El rap es una expresión musical de origen callejero cuyas síncopas determinan la rima a golpes de denuncia social. Más que cantar, los raperos recitan en su jerga; argot envuelto en nubes de smog y desencanto. Señalan, apuntan y disparan. Hacen daño, claro que sí. Sus golpes rabiosos son coreados por la juventud que vive en los márgenes, ahí donde la política establece que las unidades de producción marginal no merecen privilegios.
Pablo Hasel es uno de tantos que se sirve de la cultura rapera para declarar verdades que los bien pensantes ocultan. Hace unos días le entraron en el trullo por rimar Borbón con ladrón. Con asunto tan injusto, las calles se han vuelto a llenar de barricadas. La gente ha salido a protestar exigiendo la excarcelación del rapero y las fuerzas de represión directa han reprimido con ganas, poniéndole empeño a su función que no es otra que la de servir como membrana protectora a las células enfermas que forman y conforman el capitalismo. Ya sabemos que cuando el capitalismo se pone nervioso, saca al fascismo de paseo; en este caso al fascismo oficial.
Las calles llevaban años tranquilas, mansas, aceptando su derrota desde que la mal llamada izquierda fue subsumida por el partido que se dice socialista, hoy en el gobierno. El juego sucio del capitalismo financiero se puso en marcha tras el 15M. Una década después, los postulados se han oscurecido. Carmenas y Errejones, magdalenas, empanadillas y estrofas babosonas en los cabreados madrileños pusieron en marcha una operación cosmética que allanó la piel del capitalismo. Con esta maniobra, la derechona de siempre volvió a ocupar las instituciones. Mirándolo con la perspectiva del tiempo, el primer mojón de la derecha disfrazada de izquierdismo fue el ingreso en prisión de unos titiriteros. El último mojón ha sido el ingreso en prisión de Pablo Hasel. Entre medias, la confusión y el engaño.

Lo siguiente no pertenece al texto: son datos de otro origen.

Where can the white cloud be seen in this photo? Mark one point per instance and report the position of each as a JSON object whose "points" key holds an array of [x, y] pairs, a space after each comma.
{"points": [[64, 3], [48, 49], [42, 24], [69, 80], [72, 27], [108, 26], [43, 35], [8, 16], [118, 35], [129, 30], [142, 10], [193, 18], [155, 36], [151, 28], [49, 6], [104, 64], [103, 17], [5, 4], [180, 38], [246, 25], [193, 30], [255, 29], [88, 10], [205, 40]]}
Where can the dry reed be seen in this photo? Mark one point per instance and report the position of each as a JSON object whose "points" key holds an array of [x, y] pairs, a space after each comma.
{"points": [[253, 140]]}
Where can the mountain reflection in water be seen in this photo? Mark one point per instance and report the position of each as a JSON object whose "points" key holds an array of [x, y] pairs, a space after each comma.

Pero lo de perseguir la expresión artística es algo que se lleva practicando en este vergonzoso país desde tiempos antiguos. Lorca y Miguel Hernández son el ejemplo. No estoy comparando la expresión de Hasel con la de ellos, tan solo estoy comparando el efecto que ha causado dicha expresión. Llevar preso a un chaval que denuncia la desvergüenza de los hijos de la aberración cromosómica es revelador. Manifiesta que en nuestro país no hemos avanzado un ápice en lo que se refiere a libertad de expresión. Tan sólo hemos avanzado en lo que se refiere a libertad de represión. España siempre fue un país en vías de subdesarrollo.
En momentos así, se echan en falta las voces de los intelectuales. Los de siempre han callado como lo que son. Estómagos agradecidos, siempre acomodados bajo la farola que más calienta. Es más, alguna intelectual ha aprovechado la entrada en prisión de Hasel para naturalizar a la extrema derecha desde las redes sociales. ¡Esos dedos que no saben estarse quietecitos!
Porque la falta de cultura de raíz política, sumada a la falta de ética, hacen de los intelectuales -e intelectualas- del régimen del 78 una caterva de pesebreros que el politólogo Ignacio Sánchez-Cuenca disecciona en su ensayo “La desfachatez intelectual”, publicado hace unos años en Los libros de la Catarata; un trabajo imprescindible para acercarse al vacío de referentes culturales que sufrimos desde que un 23 de febrero de hace ya 40 años, Juan Carlos de Borbón se instaurase como salvador de la democracia. Una fecha que la España testicular conmemora con nostalgia. ¡Se sienten, coño!
Para ir terminando, sólo me queda decir que no soy intelectual y ni falta que hace, no pertenezco ni quiero formar parte de Los Selectos Cielos del Arte. Tan sólo vine aquí para unirme a la voz de la calle y gritar bien alto: ¡Libertad para Pablo Hasel!